Warn if eps is not specificed for DBSCAN #13541

kno10 · Mar 28, 2019

The default eps=0.5 parameter makes little sense for most data sets. A good value depends on the data set and distance function. 0.5 may work for a particularly dimensionality of normalized data with Euclidean and a typical toy example data set size, but usually will be a bad choice. Even most of the examples from sklearn use different values. If you have lots of data points, a smaller eps may be necessary, for example.
Hence, the user has to experiment with this parameter, the default usually won't give good results. By making it required instead of optional, we can prevent this mistake.
The description of the eps parameter is misleading. This was recently discussed on SO: https://stackoverflow.com/a/55388827/1939754 ("DBSCAN eps incorrect behaviour")
As user Anonymousse stated, the old description is wrong (it's distance from some core point, not pairwise distances), but in particular it also is not a global diameter.

adrinjalali · Mar 28, 2019

I think the issue is that we expect all the estimators to be instantiable (or whatever this word is supposed to be :P) w/o any given parameters.

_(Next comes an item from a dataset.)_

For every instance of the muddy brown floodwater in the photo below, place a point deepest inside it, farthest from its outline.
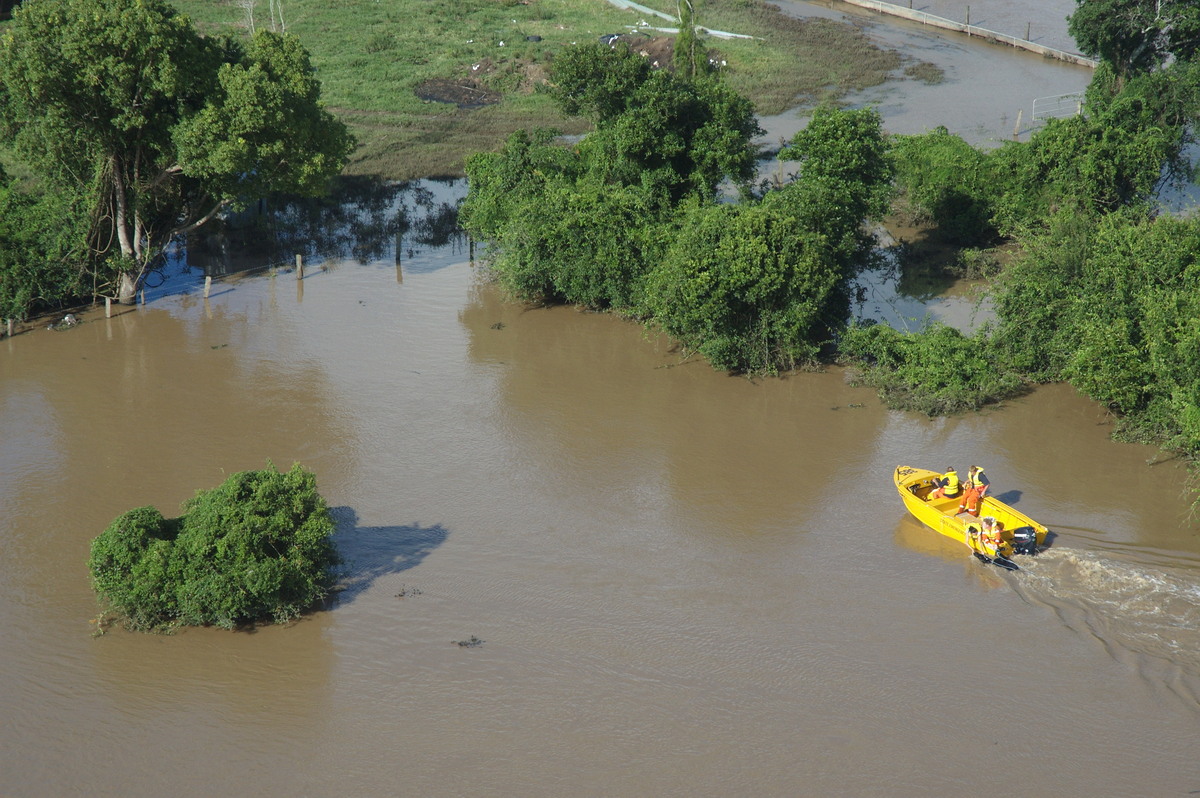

But specially in this case, I agree that a default value makes little sense. Or it could be somehow a smart value taken from the data itself, i.e. an auto option.

agramfort · Mar 28, 2019

it would be great to have a better default with some "auto" mode indeed. All sklearn estimators require defaults for (hyper)parameters.

…

jnothman · Mar 29, 2019

Thanks. I prefer your description. We can't change the default like that as it breaks backwards compatibility. I'm okay with deprecating towards making it automatic, or maybe just smaller, by default. I don't know how Auto would work with sparse precomputed graph input.

agramfort · Mar 29, 2019

any pragmatic decision that leads to doc/docstring clarification works for me.

kno10 · Apr 2, 2019

Updated:
the patch now effectively retains the default value of 0.5 for backwards compatibility.

But if the user does not specify eps, a warning will be emitted. Choosing eps=0.5 is enough to quieten the warning, if that parameter actually works for your data set.

The description change is now a separate pull request, #13563

kno10 · Apr 2, 2019

On the long run, a auto mode would supposedly be a good idea.

I'd suggest to look into using the computed neighborhoods for this, as the DBSCAN authors suggested to look into a knee of the (minpts-1)-nearest-neighbor plots. A simple approach could be to use a quantile, such that 1/2 of the data set become core points. This should work for surprisingly many users and data sets. But the current code uses return_distance=False, and performance characteristics may change if distances are computed (the original DBSCAN did not use NearestNeighbors, only aforementioned heuristic does).

qinhanmin2014 · Apr 2, 2019

Maybe we should have a way to tag those parameters whose default value make little sense (e.g., eps in DBSCAN, n_clusters in KMeans). We can raise a self-defined warning when users use the default value of these parameters.

qinhanmin2014 · Apr 2, 2019

personally I like this PR (maybe we should define a warning, e.g., DefaultMeaninglessWarning?)

kno10 · Apr 3, 2019

I think DefaultMeaninglessWarning is a good idea, because this makes it easier to find all these locations later on, and survey for example how many algorithms don't have good defaults.
Because at some point the decision that "all parameters should have a default" could be reconsidered, and then one could more easily remove all the bad default parameters introduced just to satisfy this policy. Spectral clustering has such a parameter, n_clusters=8, that shouldn't have a default.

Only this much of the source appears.